Sanki hastalar ve yaşlılar genetik artık.
Sanki hastalar ve yaşlılar evsel atık.
Sanki hastalar ve yaşlılar çöp.
Sanki hastalar ve yaşlılar sadece bir rakam.
Sanki hastaların ve yaşlıların Corona yüzünden çekeceği korkunç acılar acı, ölümler ölüm değil; sanki onların sevenleri yok.
Kafatasçılığın Nirvana’sı!
Örneğin ben astım, yüksek tansiyon ve kalp gibi son derece ciddî hastalıkları bulunan orta yaşın üzerinde bir insan olarak, virüsü kapmam halinde neredeyse garanti ölüm riski taşıyorum; ama hadi diğer aile fertlerimden geçtim, bir anda hayatından yok olmam halinde kahrolacak bir çocuğum ve insanı olduğum canım kedi Mişka’m var. Ölümün kendisinden fazlaca korkum yok; lâkin bilincim açık bir şekilde nefessiz kalıp, içimdeki onca ukdeyle çırpına çırpına boğularak ölmekten ve ardımda bırakacağım sevdiklerimi müthiş kederlere gark etmekten deli gibi korkmadığımı söylersem yalan olur.
Kaldı ki eskilerin, “Gönül kocamaz” diye bir lafı vardır. Yaşlanmak sadece bedenle ilgili bir olgudur; içinde hapis olduğumuz vücutlarımız yıpranıp tükenirken, ruhlarımız aynı kalır.
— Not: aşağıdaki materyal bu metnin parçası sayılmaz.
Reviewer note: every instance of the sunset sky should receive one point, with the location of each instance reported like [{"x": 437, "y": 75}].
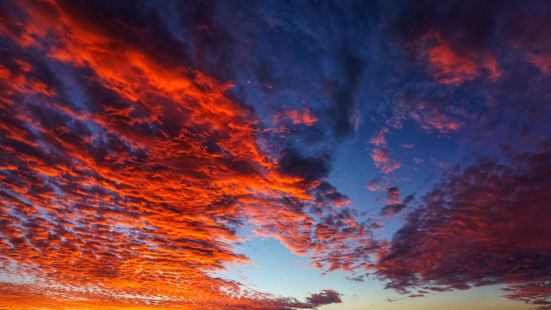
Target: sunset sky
[{"x": 332, "y": 155}]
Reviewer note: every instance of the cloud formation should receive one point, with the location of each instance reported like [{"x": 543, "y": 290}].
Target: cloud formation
[
  {"x": 483, "y": 224},
  {"x": 126, "y": 176}
]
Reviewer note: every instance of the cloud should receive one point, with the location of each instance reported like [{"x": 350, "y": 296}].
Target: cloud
[
  {"x": 450, "y": 68},
  {"x": 127, "y": 173},
  {"x": 299, "y": 117},
  {"x": 393, "y": 205},
  {"x": 325, "y": 297},
  {"x": 484, "y": 224},
  {"x": 380, "y": 153}
]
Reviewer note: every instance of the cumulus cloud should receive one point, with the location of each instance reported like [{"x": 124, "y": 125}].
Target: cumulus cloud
[
  {"x": 484, "y": 224},
  {"x": 126, "y": 174},
  {"x": 381, "y": 155}
]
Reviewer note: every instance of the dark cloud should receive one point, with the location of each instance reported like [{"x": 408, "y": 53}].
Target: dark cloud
[
  {"x": 125, "y": 170},
  {"x": 325, "y": 297},
  {"x": 481, "y": 225}
]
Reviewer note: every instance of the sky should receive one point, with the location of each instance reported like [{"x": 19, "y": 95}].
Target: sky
[{"x": 275, "y": 155}]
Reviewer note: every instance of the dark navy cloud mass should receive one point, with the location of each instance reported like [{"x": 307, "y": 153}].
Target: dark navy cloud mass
[{"x": 404, "y": 143}]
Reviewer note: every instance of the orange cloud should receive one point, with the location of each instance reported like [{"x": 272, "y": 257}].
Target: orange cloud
[
  {"x": 454, "y": 68},
  {"x": 134, "y": 197}
]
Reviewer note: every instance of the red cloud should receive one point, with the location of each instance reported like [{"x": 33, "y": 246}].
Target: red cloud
[
  {"x": 482, "y": 225},
  {"x": 298, "y": 117},
  {"x": 380, "y": 154},
  {"x": 133, "y": 196}
]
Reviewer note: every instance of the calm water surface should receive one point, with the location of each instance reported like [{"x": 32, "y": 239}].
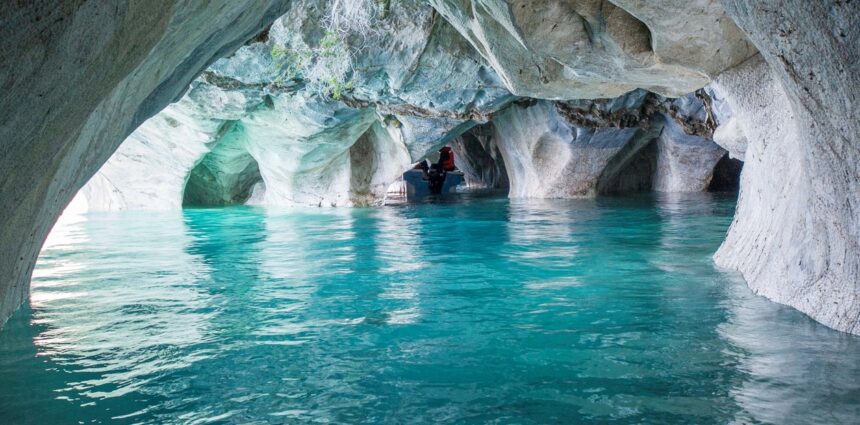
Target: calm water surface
[{"x": 481, "y": 311}]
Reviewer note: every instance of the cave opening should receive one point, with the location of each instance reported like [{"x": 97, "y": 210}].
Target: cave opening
[
  {"x": 727, "y": 175},
  {"x": 164, "y": 303},
  {"x": 226, "y": 175}
]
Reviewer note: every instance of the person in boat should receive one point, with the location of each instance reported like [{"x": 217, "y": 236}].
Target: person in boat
[
  {"x": 436, "y": 177},
  {"x": 422, "y": 165},
  {"x": 446, "y": 159}
]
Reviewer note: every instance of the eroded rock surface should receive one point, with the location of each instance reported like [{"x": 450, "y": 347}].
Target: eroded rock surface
[
  {"x": 796, "y": 234},
  {"x": 85, "y": 76},
  {"x": 78, "y": 77}
]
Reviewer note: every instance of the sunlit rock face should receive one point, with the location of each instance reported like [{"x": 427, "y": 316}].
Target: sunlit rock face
[
  {"x": 415, "y": 85},
  {"x": 639, "y": 141},
  {"x": 685, "y": 162},
  {"x": 546, "y": 156},
  {"x": 78, "y": 78},
  {"x": 796, "y": 234},
  {"x": 597, "y": 48},
  {"x": 86, "y": 76}
]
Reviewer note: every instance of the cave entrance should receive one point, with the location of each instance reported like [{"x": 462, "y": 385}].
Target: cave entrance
[
  {"x": 727, "y": 175},
  {"x": 227, "y": 175}
]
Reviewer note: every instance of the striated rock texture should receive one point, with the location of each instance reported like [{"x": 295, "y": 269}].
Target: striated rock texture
[
  {"x": 85, "y": 75},
  {"x": 638, "y": 141},
  {"x": 796, "y": 234},
  {"x": 597, "y": 48}
]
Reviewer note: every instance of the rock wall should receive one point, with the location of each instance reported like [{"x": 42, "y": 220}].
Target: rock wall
[
  {"x": 796, "y": 234},
  {"x": 86, "y": 74},
  {"x": 596, "y": 48}
]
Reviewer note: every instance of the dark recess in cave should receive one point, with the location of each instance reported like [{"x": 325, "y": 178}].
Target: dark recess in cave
[
  {"x": 727, "y": 175},
  {"x": 636, "y": 176},
  {"x": 211, "y": 188}
]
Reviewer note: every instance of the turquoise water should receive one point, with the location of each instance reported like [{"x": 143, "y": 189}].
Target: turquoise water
[{"x": 480, "y": 311}]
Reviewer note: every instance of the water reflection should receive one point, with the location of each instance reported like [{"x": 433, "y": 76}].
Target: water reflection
[{"x": 482, "y": 311}]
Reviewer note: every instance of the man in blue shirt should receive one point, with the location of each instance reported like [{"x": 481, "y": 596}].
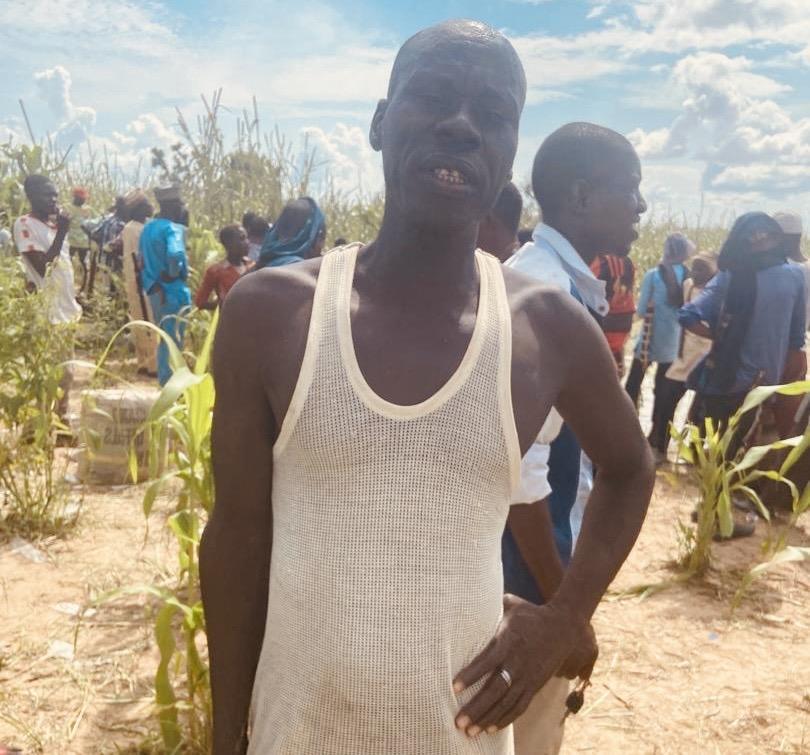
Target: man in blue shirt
[
  {"x": 164, "y": 270},
  {"x": 754, "y": 312},
  {"x": 586, "y": 180}
]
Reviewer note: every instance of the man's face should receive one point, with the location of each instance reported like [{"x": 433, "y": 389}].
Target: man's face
[
  {"x": 793, "y": 244},
  {"x": 449, "y": 133},
  {"x": 43, "y": 199},
  {"x": 615, "y": 206},
  {"x": 240, "y": 244}
]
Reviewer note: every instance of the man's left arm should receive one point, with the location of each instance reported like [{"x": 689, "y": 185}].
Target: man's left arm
[
  {"x": 176, "y": 263},
  {"x": 796, "y": 362},
  {"x": 533, "y": 642}
]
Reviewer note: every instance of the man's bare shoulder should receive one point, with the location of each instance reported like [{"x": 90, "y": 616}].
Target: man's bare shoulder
[
  {"x": 544, "y": 306},
  {"x": 273, "y": 294}
]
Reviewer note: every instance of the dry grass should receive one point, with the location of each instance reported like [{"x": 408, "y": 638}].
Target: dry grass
[{"x": 679, "y": 672}]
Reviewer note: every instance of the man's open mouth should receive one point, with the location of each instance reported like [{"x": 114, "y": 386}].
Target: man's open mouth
[{"x": 449, "y": 176}]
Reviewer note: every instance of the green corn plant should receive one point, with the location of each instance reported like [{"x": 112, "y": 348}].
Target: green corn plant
[
  {"x": 721, "y": 476},
  {"x": 180, "y": 423}
]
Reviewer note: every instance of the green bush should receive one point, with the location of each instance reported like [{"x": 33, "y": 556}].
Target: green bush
[{"x": 33, "y": 356}]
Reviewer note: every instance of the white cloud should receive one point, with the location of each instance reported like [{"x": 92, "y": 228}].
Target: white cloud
[
  {"x": 350, "y": 74},
  {"x": 349, "y": 160},
  {"x": 75, "y": 122},
  {"x": 731, "y": 121},
  {"x": 87, "y": 26}
]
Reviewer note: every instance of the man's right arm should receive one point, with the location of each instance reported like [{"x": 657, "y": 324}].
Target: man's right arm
[
  {"x": 236, "y": 544},
  {"x": 700, "y": 315},
  {"x": 41, "y": 258}
]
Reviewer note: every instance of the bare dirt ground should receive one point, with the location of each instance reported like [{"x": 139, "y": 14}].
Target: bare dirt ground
[{"x": 679, "y": 672}]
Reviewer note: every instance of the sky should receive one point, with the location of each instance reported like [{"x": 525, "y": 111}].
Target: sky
[{"x": 714, "y": 94}]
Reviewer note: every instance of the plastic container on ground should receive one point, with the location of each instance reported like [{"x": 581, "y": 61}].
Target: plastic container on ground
[{"x": 110, "y": 419}]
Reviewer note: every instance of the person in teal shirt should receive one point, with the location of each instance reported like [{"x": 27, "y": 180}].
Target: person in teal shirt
[
  {"x": 164, "y": 270},
  {"x": 660, "y": 299}
]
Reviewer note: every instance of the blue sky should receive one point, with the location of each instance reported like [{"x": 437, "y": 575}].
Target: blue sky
[{"x": 714, "y": 93}]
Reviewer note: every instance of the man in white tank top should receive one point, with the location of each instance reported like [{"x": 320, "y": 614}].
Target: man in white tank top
[{"x": 372, "y": 409}]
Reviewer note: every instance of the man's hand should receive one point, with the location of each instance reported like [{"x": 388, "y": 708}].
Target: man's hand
[{"x": 531, "y": 644}]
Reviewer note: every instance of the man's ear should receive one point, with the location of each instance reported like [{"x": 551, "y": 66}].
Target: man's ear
[
  {"x": 375, "y": 132},
  {"x": 580, "y": 195}
]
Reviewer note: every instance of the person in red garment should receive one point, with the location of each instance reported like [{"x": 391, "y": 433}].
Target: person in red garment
[
  {"x": 220, "y": 277},
  {"x": 619, "y": 276}
]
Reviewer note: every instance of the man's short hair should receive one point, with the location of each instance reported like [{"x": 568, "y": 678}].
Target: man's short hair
[
  {"x": 229, "y": 233},
  {"x": 294, "y": 216},
  {"x": 255, "y": 225},
  {"x": 574, "y": 152},
  {"x": 428, "y": 40},
  {"x": 34, "y": 183},
  {"x": 509, "y": 207},
  {"x": 525, "y": 235}
]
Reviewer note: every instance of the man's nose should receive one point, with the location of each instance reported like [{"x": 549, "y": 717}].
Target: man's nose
[
  {"x": 642, "y": 204},
  {"x": 458, "y": 130}
]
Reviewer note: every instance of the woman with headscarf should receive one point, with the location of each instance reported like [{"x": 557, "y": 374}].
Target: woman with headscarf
[
  {"x": 692, "y": 349},
  {"x": 754, "y": 312},
  {"x": 661, "y": 298},
  {"x": 299, "y": 234}
]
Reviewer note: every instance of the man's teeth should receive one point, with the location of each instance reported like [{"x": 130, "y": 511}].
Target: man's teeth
[{"x": 449, "y": 175}]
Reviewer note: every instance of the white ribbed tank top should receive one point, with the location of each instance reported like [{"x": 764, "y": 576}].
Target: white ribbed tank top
[{"x": 386, "y": 574}]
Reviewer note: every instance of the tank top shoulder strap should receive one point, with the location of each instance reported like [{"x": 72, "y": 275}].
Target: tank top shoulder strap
[
  {"x": 322, "y": 331},
  {"x": 492, "y": 268}
]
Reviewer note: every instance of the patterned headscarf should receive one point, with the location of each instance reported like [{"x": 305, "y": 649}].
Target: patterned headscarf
[{"x": 277, "y": 251}]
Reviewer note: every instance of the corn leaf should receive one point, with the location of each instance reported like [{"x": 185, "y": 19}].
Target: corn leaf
[{"x": 164, "y": 692}]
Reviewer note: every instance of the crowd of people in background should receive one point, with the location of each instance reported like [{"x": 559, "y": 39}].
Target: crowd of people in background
[
  {"x": 147, "y": 249},
  {"x": 684, "y": 308}
]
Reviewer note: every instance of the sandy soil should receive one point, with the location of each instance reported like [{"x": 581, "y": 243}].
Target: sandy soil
[{"x": 679, "y": 672}]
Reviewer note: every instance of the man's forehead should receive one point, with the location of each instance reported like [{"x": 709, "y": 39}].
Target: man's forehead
[{"x": 490, "y": 72}]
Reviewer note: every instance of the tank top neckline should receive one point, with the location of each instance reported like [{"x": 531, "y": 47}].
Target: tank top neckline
[{"x": 452, "y": 385}]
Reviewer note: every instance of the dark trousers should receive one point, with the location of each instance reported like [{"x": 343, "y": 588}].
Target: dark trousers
[
  {"x": 636, "y": 377},
  {"x": 667, "y": 395}
]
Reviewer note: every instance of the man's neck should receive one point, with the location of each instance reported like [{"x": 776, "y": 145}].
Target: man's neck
[
  {"x": 572, "y": 233},
  {"x": 407, "y": 255}
]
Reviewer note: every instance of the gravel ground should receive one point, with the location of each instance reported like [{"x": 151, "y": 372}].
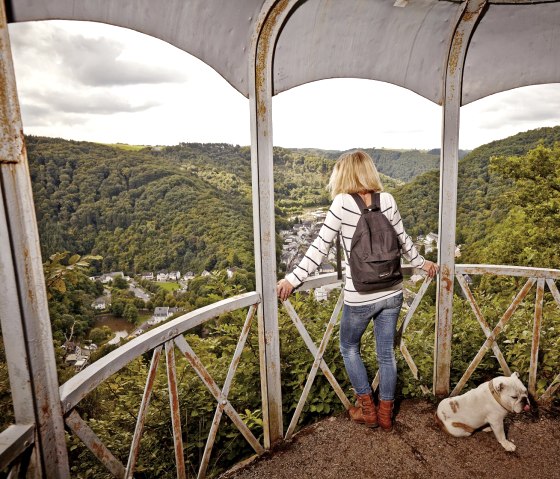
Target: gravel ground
[{"x": 416, "y": 448}]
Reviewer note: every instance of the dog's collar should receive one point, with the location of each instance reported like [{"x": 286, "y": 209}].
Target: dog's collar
[{"x": 496, "y": 396}]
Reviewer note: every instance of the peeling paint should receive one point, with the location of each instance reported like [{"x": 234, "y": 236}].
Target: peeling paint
[
  {"x": 266, "y": 43},
  {"x": 455, "y": 52}
]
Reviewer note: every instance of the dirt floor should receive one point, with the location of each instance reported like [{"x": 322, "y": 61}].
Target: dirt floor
[{"x": 416, "y": 448}]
Yani, yüz yaşında da olsak, ölüm, yaşlanmayan bilinçlerimizin hiçbir zaman kolay kolay hazır olamayacağı son derece ürkütücü bir nihaî deneyimdir.
Hele ki böyle bir ölüm…
Düşünsenize, aniden sevdiklerinizden koparılarak apar topar karantinaya alınıyorsunuz ve izbe bir hastane köşesinde onların isimlerini sayıklayarak hayata veda ediyorsunuz. Şuurunuz son derece açık bir şekilde nefes almak için çırpınırken, acıyla boğularak ve yapayalnız!..
Dehşet verici bir ölümle geride bıraktığınız dünyanın genç ve sağlıklı insanları ise, sizden sadece rahatlatıcı bir istatistik olarak bahsediyorlar: “Bugün de şu kadar hasta ve moruk öldü; oh ne güzel, dünya bize kalıyor….”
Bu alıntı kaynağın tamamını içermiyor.